Secondo i dati ENEA, le lampadine alogene sono inefficienti (classe di efficienza energetica D), e consumano 5 volte di più rispetto a quelle a LED. Eliminare le lampade alogene dal mercato consentirà inoltre un risparmio annuo di energia per l’Ue di 48 TWh, quanto il consumo dell’intero Portogallo. Dal 2018 al 2025 il bando eliminerà inoltre l’emissione di 15,2 milioni di tonnellate di CO2, pari alle emissioni di due milioni di persone all’anno.

Considerando che il ciclo di vita per le lampadine a LED è di 20 anni, eliminare le alogene consentirà un risparmio di 115 euro nel corso della vita della lampada. Consentirà inoltre di recuperare il suo costo inizialmente entro un anno. Successivamente i tempi saranno più rapidi grazie alla diminuzione del costo della tecnologia e l’ulteriore miglioramento delle prestazioni.
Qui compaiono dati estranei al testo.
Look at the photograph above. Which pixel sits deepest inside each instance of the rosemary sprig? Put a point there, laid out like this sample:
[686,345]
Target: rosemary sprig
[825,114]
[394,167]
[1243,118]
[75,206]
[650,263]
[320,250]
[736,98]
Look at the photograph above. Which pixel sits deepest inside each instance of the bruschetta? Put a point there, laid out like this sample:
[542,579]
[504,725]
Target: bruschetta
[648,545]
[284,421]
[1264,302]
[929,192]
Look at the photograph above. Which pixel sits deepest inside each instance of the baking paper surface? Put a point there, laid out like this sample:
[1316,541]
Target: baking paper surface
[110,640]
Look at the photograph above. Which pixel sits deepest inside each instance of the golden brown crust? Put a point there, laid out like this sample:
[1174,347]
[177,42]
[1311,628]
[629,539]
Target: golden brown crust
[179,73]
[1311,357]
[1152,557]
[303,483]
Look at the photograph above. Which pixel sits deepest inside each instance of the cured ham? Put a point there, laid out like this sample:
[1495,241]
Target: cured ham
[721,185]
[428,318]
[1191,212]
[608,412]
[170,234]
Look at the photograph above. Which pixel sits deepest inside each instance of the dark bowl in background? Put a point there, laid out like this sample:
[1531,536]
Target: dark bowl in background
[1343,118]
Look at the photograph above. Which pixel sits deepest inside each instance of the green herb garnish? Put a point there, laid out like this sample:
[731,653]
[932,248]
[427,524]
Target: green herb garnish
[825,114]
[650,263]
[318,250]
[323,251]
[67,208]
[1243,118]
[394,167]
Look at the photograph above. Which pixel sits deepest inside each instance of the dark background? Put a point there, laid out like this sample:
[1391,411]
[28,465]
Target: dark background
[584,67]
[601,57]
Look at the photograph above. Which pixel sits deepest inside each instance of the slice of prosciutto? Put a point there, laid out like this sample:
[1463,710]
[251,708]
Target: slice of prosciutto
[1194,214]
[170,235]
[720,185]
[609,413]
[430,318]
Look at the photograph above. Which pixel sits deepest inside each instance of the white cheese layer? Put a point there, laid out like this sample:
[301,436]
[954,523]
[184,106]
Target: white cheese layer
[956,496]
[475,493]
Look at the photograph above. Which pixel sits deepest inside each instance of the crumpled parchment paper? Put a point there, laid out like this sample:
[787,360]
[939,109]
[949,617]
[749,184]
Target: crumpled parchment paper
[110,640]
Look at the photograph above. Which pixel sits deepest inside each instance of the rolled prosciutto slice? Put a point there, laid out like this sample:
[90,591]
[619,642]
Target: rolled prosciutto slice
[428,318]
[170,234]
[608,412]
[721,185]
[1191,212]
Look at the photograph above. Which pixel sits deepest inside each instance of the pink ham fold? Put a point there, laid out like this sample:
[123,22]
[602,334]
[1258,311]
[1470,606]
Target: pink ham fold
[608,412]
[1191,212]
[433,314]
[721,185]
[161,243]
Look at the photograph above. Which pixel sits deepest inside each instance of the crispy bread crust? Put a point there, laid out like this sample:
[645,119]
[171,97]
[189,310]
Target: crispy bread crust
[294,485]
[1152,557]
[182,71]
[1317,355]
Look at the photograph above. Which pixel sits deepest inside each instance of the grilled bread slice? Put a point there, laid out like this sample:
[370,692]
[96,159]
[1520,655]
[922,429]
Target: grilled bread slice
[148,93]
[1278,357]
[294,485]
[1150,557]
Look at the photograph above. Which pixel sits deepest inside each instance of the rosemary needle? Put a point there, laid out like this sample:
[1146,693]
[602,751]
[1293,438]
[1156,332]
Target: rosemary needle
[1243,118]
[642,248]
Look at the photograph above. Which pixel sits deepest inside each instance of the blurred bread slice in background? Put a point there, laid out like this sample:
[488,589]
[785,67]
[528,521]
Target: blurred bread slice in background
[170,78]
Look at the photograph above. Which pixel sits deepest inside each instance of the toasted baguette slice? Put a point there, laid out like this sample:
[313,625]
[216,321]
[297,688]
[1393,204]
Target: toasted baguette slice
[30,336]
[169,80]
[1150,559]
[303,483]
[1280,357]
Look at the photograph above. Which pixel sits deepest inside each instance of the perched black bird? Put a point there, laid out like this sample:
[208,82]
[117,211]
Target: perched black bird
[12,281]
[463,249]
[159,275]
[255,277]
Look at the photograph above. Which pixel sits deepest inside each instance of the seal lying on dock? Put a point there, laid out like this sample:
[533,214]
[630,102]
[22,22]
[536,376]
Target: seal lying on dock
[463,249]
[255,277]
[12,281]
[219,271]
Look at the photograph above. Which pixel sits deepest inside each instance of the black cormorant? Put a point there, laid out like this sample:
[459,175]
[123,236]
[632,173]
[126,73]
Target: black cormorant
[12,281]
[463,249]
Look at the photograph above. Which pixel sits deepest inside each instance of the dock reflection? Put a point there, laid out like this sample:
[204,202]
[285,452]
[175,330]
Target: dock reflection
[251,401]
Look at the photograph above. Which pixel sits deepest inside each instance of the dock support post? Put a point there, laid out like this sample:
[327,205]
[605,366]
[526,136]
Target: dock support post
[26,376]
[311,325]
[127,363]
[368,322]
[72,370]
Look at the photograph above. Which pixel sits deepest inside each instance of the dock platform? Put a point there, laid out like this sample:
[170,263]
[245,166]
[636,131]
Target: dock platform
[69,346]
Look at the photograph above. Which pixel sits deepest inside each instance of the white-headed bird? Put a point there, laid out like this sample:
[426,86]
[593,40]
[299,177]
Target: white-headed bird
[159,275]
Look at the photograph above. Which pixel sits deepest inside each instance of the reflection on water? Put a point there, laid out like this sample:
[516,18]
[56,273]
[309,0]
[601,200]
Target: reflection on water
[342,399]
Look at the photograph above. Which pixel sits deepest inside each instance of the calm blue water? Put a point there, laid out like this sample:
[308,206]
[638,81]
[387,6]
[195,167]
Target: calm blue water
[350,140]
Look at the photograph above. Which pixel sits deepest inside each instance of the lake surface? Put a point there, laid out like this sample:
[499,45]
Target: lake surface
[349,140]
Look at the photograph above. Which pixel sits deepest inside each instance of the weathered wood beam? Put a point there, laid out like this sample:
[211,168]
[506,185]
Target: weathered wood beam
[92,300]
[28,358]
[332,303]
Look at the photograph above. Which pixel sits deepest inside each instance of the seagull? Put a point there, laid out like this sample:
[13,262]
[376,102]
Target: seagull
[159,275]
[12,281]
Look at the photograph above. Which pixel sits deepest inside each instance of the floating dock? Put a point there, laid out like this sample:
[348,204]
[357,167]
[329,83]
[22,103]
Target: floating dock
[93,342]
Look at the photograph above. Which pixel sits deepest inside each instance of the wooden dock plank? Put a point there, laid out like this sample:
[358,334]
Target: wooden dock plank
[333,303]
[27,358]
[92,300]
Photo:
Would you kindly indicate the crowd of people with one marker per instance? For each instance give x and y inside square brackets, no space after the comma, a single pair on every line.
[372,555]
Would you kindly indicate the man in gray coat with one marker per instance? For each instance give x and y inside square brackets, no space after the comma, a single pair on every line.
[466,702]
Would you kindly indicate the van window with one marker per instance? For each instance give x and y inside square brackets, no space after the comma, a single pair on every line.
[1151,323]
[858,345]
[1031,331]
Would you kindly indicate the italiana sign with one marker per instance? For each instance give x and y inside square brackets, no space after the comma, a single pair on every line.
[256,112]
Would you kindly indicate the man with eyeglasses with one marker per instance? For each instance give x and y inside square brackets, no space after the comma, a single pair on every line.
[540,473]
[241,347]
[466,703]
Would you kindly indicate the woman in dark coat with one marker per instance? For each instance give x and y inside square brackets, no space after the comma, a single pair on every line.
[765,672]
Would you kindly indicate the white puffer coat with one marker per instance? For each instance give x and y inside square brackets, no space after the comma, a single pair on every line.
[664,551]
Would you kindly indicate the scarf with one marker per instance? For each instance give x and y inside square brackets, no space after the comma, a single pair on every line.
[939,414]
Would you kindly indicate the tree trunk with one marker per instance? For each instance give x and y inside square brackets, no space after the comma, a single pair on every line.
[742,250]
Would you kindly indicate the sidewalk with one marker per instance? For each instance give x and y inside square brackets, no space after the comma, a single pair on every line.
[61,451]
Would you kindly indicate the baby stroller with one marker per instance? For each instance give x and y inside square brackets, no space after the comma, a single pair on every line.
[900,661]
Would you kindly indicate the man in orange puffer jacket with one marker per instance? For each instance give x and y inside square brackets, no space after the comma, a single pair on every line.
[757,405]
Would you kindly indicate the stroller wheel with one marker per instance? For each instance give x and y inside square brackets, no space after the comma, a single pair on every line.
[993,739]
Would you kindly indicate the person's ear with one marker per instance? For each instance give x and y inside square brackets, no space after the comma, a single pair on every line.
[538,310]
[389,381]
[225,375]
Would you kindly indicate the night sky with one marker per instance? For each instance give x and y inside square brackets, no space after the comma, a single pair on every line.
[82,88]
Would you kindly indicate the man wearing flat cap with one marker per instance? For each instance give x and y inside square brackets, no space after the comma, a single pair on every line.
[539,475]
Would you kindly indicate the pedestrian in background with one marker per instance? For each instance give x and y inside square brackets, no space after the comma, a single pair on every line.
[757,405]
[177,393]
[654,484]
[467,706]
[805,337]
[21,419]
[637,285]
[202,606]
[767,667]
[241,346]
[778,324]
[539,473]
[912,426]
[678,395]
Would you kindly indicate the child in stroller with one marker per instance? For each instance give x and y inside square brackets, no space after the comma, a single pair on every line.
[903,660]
Il divieto doveva entrare in vigore già nel 2016, ma era stato posticipato per permettere una maggiore diffusione delle lampade a led. Nel 2012 la Ue aveva già vietato le lampade ad incandescenza, sempre per i consumi eccessivi.

Non tutte le alogene saranno messe fuori mercato. Il bando riguarda infatti le sole lampade non direzionali senza trasformatore con efficienza energetica inferiore a B (le classiche lampadine a pera). Non rientrano nella normativa invece le lampade alogene direzionali (“faretti”) e le lampade alogene con attacco G9 e R7S (lampade da tavolo e proiettori).